Ce qui enfonce, de notre point de vue, les théories psychanalytiques dan les deux écueils qui mettent aujourd'hui bien à mal le psychanalystes :
Considérer la psychose, et ici l'autisme, comme un "archaisme" (le mot est utilisé sans arret) de l'humain. l'enfant 'est arrêté au pré-langage. Puis l'autisme Kanner est le plus primaire (primate de la parole?), il peut évoluer éventuellement vers l'autisme asperger qui est un autisme "supérieur". Mais ils ne deviendront jamais névrosés ou normaux (summum de l'humain?).
(Notons les multiples références à Lacan, alors que celui-ci dès les premiers séminaires rejettent une psychologisation du développement par stades et émets les plus vives critiques sur les théories qui situe un développement par paliers pour arriver au stade ultime (celui de l'auteur en général...)
Et Surtout, sous couvert du "grand Autre" c'est toujours un défaut dans l'attitude de la mère (qui n'a pas joué son rôle de contenant, réceptacle du mauvais et de validation symbolique par le regard) qui et mis en avant de façon non ambigüe.

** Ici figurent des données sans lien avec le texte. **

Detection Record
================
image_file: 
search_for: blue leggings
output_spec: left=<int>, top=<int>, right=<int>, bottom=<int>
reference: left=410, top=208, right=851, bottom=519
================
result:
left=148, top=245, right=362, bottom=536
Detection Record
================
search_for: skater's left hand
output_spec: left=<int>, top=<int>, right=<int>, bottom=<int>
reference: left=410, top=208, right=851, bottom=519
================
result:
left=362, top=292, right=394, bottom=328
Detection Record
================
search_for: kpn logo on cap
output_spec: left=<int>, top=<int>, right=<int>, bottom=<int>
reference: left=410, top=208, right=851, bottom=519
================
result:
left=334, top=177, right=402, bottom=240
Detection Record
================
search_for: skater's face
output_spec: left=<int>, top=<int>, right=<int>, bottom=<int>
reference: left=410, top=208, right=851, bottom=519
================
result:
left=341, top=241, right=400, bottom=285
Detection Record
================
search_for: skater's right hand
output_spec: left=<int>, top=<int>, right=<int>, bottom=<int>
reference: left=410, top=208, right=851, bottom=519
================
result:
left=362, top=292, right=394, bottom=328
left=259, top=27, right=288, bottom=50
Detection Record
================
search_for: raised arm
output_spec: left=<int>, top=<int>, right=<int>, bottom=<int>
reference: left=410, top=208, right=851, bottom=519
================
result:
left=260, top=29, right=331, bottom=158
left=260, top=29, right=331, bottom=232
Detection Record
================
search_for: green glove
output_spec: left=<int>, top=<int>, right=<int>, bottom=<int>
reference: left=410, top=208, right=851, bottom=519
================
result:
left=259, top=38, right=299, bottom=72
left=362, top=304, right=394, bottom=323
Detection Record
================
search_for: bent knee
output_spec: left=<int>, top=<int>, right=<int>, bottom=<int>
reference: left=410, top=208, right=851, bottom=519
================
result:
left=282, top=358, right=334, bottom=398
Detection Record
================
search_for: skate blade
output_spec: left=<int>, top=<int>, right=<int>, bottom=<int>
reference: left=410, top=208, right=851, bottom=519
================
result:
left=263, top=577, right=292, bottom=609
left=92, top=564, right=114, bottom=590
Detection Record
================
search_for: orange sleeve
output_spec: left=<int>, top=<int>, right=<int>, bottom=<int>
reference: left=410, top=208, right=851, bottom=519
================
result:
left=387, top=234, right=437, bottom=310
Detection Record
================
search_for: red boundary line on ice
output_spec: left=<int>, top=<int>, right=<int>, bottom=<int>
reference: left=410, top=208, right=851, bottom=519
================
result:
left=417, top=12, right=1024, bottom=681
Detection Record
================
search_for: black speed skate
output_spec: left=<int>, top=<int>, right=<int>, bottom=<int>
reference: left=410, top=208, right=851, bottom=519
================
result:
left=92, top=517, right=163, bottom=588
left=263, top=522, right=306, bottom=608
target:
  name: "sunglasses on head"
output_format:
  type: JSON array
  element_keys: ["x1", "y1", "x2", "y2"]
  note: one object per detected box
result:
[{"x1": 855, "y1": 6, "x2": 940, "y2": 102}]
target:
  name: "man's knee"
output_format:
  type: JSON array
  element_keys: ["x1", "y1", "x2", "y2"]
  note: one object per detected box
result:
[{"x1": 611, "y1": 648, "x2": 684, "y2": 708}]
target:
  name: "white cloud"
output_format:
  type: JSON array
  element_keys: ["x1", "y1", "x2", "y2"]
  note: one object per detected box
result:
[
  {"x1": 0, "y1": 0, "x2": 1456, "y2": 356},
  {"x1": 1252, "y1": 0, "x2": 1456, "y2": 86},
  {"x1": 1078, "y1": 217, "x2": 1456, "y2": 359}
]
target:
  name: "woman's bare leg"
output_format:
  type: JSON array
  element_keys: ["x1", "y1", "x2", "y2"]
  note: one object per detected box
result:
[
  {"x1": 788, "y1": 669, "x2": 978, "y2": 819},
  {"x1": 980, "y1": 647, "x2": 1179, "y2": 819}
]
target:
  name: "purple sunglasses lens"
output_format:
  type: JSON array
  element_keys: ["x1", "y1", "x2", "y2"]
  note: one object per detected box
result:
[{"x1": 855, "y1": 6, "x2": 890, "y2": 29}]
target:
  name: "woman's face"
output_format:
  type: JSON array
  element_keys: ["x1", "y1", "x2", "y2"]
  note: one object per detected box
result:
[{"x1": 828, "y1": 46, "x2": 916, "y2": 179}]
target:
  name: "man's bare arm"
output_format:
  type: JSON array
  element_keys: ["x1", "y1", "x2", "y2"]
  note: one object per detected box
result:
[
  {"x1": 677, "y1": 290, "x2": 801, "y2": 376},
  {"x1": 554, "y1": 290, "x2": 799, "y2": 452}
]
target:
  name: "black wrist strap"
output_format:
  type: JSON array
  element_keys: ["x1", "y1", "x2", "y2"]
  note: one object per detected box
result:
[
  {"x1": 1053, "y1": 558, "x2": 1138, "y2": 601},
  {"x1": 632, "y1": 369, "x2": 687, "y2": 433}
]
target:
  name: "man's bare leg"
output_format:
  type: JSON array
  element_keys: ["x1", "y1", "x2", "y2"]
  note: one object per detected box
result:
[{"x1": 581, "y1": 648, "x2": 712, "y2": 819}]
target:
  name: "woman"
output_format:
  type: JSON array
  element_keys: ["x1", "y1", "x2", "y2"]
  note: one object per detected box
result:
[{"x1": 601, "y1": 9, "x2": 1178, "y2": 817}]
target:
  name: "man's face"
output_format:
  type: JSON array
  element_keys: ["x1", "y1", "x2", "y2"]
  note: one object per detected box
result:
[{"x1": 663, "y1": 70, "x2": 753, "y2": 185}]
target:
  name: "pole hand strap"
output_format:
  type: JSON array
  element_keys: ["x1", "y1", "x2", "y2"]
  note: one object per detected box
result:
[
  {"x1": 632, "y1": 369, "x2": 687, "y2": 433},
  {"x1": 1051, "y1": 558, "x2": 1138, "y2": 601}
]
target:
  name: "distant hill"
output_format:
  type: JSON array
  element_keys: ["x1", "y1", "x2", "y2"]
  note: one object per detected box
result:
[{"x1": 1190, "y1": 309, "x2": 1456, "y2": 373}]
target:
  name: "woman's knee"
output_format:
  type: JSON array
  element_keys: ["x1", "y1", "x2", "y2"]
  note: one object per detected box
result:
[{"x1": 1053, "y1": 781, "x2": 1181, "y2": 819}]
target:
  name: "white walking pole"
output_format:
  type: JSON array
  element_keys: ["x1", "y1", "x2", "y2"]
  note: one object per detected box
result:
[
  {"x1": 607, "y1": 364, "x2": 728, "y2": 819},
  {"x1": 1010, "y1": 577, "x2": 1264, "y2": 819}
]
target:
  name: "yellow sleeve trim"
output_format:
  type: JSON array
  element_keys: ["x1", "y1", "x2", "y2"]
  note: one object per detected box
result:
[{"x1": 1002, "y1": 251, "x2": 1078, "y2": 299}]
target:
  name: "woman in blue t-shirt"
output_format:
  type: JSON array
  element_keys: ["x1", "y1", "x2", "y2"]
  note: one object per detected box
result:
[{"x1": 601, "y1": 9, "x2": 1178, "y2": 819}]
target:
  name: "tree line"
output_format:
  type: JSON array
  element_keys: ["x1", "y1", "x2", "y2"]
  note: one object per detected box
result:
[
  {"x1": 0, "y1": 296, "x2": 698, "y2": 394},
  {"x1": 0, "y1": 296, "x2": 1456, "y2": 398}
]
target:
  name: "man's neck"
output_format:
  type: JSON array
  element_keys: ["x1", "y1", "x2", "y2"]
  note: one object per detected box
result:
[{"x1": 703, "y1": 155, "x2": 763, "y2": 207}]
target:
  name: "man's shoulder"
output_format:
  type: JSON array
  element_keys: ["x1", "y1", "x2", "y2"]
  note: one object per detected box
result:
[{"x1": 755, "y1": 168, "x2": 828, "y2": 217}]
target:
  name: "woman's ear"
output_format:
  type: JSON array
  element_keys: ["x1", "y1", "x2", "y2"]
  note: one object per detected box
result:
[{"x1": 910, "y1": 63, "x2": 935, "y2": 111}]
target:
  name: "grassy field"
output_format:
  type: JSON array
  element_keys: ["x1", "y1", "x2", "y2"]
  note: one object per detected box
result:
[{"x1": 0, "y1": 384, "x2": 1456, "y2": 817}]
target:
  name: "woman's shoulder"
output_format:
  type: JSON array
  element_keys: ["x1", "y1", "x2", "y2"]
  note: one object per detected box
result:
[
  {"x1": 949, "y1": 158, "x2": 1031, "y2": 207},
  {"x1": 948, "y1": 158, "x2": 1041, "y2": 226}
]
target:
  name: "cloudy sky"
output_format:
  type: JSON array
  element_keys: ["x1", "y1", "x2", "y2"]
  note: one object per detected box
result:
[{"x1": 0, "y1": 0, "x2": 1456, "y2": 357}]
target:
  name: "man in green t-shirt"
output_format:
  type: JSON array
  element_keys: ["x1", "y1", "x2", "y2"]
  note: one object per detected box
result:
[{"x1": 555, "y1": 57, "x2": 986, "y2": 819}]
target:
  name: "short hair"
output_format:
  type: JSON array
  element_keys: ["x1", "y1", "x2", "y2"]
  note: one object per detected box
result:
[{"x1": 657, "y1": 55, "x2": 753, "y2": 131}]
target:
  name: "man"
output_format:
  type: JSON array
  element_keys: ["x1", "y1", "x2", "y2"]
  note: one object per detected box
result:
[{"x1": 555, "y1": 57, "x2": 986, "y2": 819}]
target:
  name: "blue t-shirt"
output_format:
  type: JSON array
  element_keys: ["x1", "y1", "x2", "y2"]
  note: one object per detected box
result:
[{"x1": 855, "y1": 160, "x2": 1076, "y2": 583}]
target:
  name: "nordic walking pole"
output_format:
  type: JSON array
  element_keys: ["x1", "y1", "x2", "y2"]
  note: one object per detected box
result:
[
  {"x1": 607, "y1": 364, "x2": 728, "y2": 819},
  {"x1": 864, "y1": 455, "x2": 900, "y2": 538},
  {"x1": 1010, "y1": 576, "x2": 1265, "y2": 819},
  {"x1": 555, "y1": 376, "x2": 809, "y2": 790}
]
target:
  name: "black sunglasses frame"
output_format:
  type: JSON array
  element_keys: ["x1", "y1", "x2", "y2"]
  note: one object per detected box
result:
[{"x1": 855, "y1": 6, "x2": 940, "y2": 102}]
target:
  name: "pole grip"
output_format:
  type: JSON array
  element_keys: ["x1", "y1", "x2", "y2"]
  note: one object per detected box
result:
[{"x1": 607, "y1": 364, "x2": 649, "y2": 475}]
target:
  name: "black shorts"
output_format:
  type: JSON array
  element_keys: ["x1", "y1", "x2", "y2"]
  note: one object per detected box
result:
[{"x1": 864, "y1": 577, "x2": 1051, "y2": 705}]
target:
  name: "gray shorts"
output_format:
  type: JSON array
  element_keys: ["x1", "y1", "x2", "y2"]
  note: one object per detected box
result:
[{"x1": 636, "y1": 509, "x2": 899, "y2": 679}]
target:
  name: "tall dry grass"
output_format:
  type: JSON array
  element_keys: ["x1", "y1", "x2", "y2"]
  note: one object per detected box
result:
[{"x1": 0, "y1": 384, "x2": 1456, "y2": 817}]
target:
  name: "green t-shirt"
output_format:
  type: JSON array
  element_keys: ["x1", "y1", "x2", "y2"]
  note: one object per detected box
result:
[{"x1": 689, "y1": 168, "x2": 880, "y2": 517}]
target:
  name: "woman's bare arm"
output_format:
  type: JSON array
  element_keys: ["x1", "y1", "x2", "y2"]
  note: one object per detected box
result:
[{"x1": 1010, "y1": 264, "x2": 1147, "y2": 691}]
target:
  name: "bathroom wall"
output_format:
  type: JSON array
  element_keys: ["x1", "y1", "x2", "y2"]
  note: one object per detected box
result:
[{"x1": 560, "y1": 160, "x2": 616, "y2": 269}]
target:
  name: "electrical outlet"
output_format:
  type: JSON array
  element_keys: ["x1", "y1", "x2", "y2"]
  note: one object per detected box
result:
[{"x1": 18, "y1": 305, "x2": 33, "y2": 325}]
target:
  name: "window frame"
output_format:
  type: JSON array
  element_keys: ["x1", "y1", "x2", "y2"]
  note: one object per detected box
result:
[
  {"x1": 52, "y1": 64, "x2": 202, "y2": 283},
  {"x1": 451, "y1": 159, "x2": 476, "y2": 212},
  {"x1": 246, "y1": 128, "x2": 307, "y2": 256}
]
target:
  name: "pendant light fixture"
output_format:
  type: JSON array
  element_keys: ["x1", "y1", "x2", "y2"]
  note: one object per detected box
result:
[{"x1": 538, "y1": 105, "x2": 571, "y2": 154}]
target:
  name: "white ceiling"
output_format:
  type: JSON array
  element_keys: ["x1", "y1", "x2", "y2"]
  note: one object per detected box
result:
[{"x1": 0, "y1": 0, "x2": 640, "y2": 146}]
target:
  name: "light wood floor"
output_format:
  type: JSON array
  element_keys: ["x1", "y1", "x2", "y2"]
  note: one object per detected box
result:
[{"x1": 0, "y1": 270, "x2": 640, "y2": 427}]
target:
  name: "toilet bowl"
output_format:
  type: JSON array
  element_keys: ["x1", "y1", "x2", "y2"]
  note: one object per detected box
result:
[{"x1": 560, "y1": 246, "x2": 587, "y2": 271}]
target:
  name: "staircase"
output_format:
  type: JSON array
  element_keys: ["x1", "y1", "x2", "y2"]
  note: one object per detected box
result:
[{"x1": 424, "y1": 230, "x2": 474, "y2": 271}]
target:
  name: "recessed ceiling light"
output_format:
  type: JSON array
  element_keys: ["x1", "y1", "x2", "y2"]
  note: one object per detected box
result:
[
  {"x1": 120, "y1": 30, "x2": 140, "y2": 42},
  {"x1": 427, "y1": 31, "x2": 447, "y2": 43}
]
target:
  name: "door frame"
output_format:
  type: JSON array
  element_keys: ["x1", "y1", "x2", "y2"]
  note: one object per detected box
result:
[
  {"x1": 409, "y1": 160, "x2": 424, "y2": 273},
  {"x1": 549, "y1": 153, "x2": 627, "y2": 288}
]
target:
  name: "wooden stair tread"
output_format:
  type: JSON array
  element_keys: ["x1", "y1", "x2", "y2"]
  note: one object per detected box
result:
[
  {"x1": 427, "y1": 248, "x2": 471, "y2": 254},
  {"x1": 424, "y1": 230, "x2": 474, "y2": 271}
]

L'auteur parle de la mère et non d'un éventuel blocage, dysfonctionnement chez l'enfant de la mise en place de la fonction nommée par Lacan "Autre"...

Ce livre me semble tout à fait choquant quant aux thèses soutenues, dont certaines peuvent être facilement contredites quand on a de l'expérience dans le lien avec des enfants autistes, et ne peut être reçu que comme une forme de violence pour les parents des enfants reconnus comme autistes.